通勤ラッシュの中で席に座っていると当たり前のように、いろんな人達が目の前に立つ。
そもそも「お席をお譲りください」と車内の自動アナウンスが流れるが、この譲るというのがなかなか曲者のような気がする。
私の幾多の状況を並べると…
足を骨折する人が車内に入ってきた。その人は「席を譲ってくれませんか?」と直に言ってきた。
棒に両手で捕まっているお婆さんがすぐ横に立っていた。私が席を譲ると、特に何も動揺することなくいつもしてくれているような状態で「スミマンセン」と言って、席についた。
何回も経験している風貌で、芯から老いてしまっている雰囲気を感じた。
私の目の前に突然気持ち悪くなった人がいた。
「気持ち悪い…」といいながら、壁にもたれかかっていた。
とっさに私は席をゆずろうとした。
そしたら…
「いいえ結構です。その必要はありません…。」
こんな言葉が返ってくるとは思わなかった。実際にその人は気持ちが悪く、私が席を譲るのを断った後で、その場で座り込んでしまったほどなのだ。
にも関わらずである。
親切心を裏切られたようで、私は憤りを感じてしまった。
「だったらずっと立ってろよ!!」私の心の中でずっと思っていた言葉である。
しかしのちに、これが誰でもありがちなことに気づいた。
例えば、お礼として品物を送るとする。この時に貰う前に、一度遠慮する人が多いのではないだろうか。
おそらく本当に断るパターンと、一度断ってそれでも受け取ってくれといわれたら貰う人とに別れると思う。
私の場合、せっかく用意していただいたのだから、素直に受け取る。そのほうが相手にとってもスッキリしていて感じがよいと思う。

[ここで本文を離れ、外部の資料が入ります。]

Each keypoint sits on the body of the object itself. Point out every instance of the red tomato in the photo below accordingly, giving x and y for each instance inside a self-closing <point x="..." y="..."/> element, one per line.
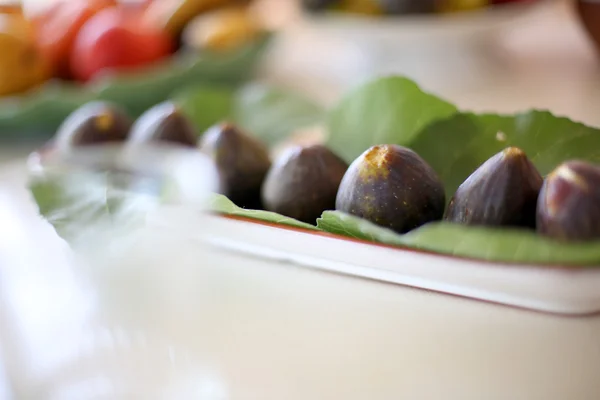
<point x="117" y="40"/>
<point x="57" y="27"/>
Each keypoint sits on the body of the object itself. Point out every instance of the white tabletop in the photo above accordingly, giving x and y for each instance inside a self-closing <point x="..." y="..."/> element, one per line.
<point x="243" y="328"/>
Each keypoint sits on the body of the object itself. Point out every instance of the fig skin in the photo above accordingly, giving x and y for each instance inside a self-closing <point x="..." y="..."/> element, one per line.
<point x="303" y="182"/>
<point x="392" y="186"/>
<point x="93" y="123"/>
<point x="568" y="207"/>
<point x="163" y="123"/>
<point x="242" y="162"/>
<point x="503" y="191"/>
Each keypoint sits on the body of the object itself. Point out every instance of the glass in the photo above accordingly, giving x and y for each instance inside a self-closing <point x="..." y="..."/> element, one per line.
<point x="95" y="318"/>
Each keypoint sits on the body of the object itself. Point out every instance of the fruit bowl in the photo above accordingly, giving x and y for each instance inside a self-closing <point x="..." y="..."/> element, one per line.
<point x="134" y="55"/>
<point x="387" y="32"/>
<point x="39" y="112"/>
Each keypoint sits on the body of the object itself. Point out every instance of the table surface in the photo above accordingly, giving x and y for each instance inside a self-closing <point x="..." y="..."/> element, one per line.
<point x="244" y="328"/>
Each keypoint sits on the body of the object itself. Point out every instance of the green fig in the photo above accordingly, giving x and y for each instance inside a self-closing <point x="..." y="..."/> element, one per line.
<point x="303" y="182"/>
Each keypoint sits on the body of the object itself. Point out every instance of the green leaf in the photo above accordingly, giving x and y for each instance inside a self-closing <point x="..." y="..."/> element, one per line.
<point x="222" y="205"/>
<point x="272" y="113"/>
<point x="77" y="203"/>
<point x="206" y="105"/>
<point x="268" y="112"/>
<point x="38" y="113"/>
<point x="500" y="245"/>
<point x="389" y="110"/>
<point x="457" y="146"/>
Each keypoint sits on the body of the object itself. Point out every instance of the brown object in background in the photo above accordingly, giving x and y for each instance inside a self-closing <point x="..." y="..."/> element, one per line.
<point x="589" y="14"/>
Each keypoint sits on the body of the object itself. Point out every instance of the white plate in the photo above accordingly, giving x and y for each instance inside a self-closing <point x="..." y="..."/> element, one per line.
<point x="569" y="291"/>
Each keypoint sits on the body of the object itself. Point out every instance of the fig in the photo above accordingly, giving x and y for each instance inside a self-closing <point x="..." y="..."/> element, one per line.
<point x="392" y="186"/>
<point x="503" y="191"/>
<point x="93" y="123"/>
<point x="164" y="122"/>
<point x="568" y="207"/>
<point x="303" y="182"/>
<point x="241" y="161"/>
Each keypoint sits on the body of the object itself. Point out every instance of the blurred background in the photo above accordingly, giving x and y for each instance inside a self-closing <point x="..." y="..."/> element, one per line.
<point x="483" y="55"/>
<point x="242" y="327"/>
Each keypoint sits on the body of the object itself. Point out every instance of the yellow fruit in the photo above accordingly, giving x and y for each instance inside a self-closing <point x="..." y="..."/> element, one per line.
<point x="462" y="5"/>
<point x="21" y="65"/>
<point x="173" y="15"/>
<point x="366" y="7"/>
<point x="221" y="30"/>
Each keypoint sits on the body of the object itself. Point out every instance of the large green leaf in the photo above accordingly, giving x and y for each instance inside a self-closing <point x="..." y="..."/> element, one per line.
<point x="222" y="205"/>
<point x="82" y="201"/>
<point x="501" y="245"/>
<point x="78" y="202"/>
<point x="458" y="145"/>
<point x="390" y="110"/>
<point x="39" y="112"/>
<point x="268" y="112"/>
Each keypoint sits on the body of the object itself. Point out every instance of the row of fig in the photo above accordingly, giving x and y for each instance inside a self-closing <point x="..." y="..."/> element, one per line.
<point x="388" y="185"/>
<point x="392" y="186"/>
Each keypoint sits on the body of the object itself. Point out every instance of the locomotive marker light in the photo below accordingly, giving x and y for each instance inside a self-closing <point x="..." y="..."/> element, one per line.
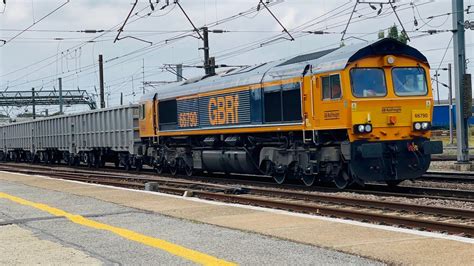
<point x="421" y="126"/>
<point x="363" y="128"/>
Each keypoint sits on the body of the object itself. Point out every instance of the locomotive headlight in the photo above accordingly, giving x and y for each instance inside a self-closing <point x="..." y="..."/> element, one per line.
<point x="368" y="128"/>
<point x="363" y="128"/>
<point x="390" y="60"/>
<point x="421" y="126"/>
<point x="425" y="125"/>
<point x="417" y="126"/>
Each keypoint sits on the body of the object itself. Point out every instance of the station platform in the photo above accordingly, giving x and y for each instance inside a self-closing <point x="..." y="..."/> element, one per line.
<point x="51" y="221"/>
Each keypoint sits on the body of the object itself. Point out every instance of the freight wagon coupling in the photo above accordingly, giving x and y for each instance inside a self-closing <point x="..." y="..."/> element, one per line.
<point x="393" y="160"/>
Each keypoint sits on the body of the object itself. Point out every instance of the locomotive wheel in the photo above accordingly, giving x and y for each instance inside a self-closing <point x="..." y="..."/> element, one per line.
<point x="308" y="180"/>
<point x="279" y="178"/>
<point x="174" y="170"/>
<point x="342" y="180"/>
<point x="188" y="170"/>
<point x="393" y="183"/>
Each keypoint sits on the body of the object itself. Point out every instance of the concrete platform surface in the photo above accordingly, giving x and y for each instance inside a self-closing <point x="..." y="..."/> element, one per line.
<point x="154" y="214"/>
<point x="47" y="224"/>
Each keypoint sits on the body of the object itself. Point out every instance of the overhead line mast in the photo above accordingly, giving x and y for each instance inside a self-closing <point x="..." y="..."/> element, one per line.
<point x="462" y="83"/>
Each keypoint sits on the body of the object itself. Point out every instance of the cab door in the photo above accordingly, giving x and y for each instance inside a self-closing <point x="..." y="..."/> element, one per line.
<point x="329" y="102"/>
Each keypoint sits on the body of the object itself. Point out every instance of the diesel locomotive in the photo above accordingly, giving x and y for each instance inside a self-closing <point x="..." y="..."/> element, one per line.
<point x="356" y="113"/>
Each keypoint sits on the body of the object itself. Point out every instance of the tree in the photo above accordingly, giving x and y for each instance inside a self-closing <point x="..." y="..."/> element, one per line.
<point x="394" y="34"/>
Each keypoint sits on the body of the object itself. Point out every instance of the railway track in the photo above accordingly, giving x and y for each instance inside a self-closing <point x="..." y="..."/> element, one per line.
<point x="449" y="220"/>
<point x="260" y="181"/>
<point x="455" y="177"/>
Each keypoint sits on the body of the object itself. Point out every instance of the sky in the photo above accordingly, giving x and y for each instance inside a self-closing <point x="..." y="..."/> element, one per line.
<point x="45" y="39"/>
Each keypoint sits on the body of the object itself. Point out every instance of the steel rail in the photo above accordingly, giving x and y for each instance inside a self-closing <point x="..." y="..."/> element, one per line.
<point x="312" y="207"/>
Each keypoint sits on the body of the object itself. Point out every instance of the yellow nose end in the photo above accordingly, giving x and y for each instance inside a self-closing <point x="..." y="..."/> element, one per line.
<point x="392" y="120"/>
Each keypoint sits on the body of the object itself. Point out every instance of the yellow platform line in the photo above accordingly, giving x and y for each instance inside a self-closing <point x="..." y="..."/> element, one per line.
<point x="174" y="249"/>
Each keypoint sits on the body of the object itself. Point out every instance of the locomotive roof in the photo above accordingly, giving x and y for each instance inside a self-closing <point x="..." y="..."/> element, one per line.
<point x="322" y="61"/>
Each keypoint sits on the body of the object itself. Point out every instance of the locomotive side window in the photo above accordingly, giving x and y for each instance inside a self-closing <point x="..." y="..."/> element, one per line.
<point x="282" y="103"/>
<point x="291" y="102"/>
<point x="331" y="87"/>
<point x="272" y="102"/>
<point x="368" y="82"/>
<point x="409" y="81"/>
<point x="142" y="111"/>
<point x="167" y="112"/>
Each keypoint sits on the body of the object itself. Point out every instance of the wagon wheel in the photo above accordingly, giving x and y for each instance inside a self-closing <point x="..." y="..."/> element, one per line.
<point x="279" y="178"/>
<point x="159" y="169"/>
<point x="308" y="180"/>
<point x="188" y="169"/>
<point x="342" y="180"/>
<point x="174" y="170"/>
<point x="138" y="165"/>
<point x="393" y="183"/>
<point x="173" y="166"/>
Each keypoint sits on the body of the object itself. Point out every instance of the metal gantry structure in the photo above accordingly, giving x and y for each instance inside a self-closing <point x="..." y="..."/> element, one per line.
<point x="46" y="98"/>
<point x="462" y="82"/>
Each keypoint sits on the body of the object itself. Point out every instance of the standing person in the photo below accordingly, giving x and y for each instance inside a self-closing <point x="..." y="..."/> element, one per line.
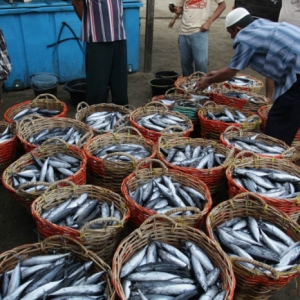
<point x="289" y="12"/>
<point x="272" y="49"/>
<point x="193" y="32"/>
<point x="106" y="53"/>
<point x="5" y="63"/>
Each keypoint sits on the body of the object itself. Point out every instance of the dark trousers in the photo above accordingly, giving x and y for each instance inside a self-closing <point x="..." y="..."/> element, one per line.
<point x="283" y="119"/>
<point x="106" y="65"/>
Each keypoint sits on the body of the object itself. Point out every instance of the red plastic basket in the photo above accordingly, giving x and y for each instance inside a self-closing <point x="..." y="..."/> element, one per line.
<point x="43" y="101"/>
<point x="291" y="207"/>
<point x="214" y="177"/>
<point x="152" y="108"/>
<point x="49" y="148"/>
<point x="211" y="129"/>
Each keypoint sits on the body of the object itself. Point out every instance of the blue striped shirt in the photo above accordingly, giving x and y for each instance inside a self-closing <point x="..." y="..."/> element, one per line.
<point x="102" y="21"/>
<point x="272" y="49"/>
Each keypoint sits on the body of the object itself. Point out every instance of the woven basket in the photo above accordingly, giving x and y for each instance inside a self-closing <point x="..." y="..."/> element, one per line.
<point x="49" y="148"/>
<point x="164" y="229"/>
<point x="32" y="126"/>
<point x="233" y="131"/>
<point x="254" y="284"/>
<point x="58" y="244"/>
<point x="8" y="148"/>
<point x="152" y="108"/>
<point x="213" y="177"/>
<point x="43" y="101"/>
<point x="211" y="129"/>
<point x="218" y="97"/>
<point x="101" y="241"/>
<point x="255" y="88"/>
<point x="140" y="175"/>
<point x="263" y="114"/>
<point x="84" y="110"/>
<point x="291" y="207"/>
<point x="110" y="174"/>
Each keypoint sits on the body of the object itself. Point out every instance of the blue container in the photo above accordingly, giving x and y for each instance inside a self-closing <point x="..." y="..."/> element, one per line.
<point x="44" y="36"/>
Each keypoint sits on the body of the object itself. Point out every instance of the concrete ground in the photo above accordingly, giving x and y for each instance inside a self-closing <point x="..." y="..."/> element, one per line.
<point x="16" y="225"/>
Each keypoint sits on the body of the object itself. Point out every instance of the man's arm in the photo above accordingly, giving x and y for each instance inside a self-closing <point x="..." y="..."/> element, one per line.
<point x="215" y="77"/>
<point x="78" y="7"/>
<point x="218" y="11"/>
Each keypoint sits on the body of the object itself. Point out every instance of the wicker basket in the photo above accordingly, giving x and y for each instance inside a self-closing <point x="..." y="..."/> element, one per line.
<point x="8" y="148"/>
<point x="291" y="207"/>
<point x="110" y="174"/>
<point x="263" y="114"/>
<point x="140" y="175"/>
<point x="101" y="241"/>
<point x="152" y="108"/>
<point x="233" y="132"/>
<point x="255" y="88"/>
<point x="32" y="126"/>
<point x="213" y="177"/>
<point x="58" y="244"/>
<point x="84" y="110"/>
<point x="218" y="96"/>
<point x="43" y="101"/>
<point x="211" y="129"/>
<point x="164" y="229"/>
<point x="254" y="284"/>
<point x="49" y="148"/>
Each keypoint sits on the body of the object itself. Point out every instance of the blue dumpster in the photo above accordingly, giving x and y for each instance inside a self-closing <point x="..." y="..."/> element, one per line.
<point x="44" y="36"/>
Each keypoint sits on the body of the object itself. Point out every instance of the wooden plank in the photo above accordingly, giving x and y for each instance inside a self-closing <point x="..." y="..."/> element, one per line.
<point x="149" y="36"/>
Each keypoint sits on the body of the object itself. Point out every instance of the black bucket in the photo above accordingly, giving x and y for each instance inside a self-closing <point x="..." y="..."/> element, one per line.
<point x="159" y="86"/>
<point x="167" y="74"/>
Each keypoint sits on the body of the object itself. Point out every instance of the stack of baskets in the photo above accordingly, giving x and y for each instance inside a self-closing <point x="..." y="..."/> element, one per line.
<point x="254" y="284"/>
<point x="92" y="239"/>
<point x="142" y="175"/>
<point x="107" y="173"/>
<point x="211" y="129"/>
<point x="43" y="101"/>
<point x="163" y="229"/>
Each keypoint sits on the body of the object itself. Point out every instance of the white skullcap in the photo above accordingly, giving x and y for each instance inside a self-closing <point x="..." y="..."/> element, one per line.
<point x="236" y="15"/>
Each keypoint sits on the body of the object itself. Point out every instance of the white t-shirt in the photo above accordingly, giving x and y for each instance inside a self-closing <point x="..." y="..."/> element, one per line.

逆に貰うのを断ったとしても、送った側の人は「遠慮することで好感を抱く」ようなことはないのではないだろうか。
こんな状況を日本人は作り出してしまったから、親切の手を出されたとしても、普段経験していないため、素直に受け取ることができない。
自分に素直になることがコミュニケーションを円滑にする上でも重要であると思う。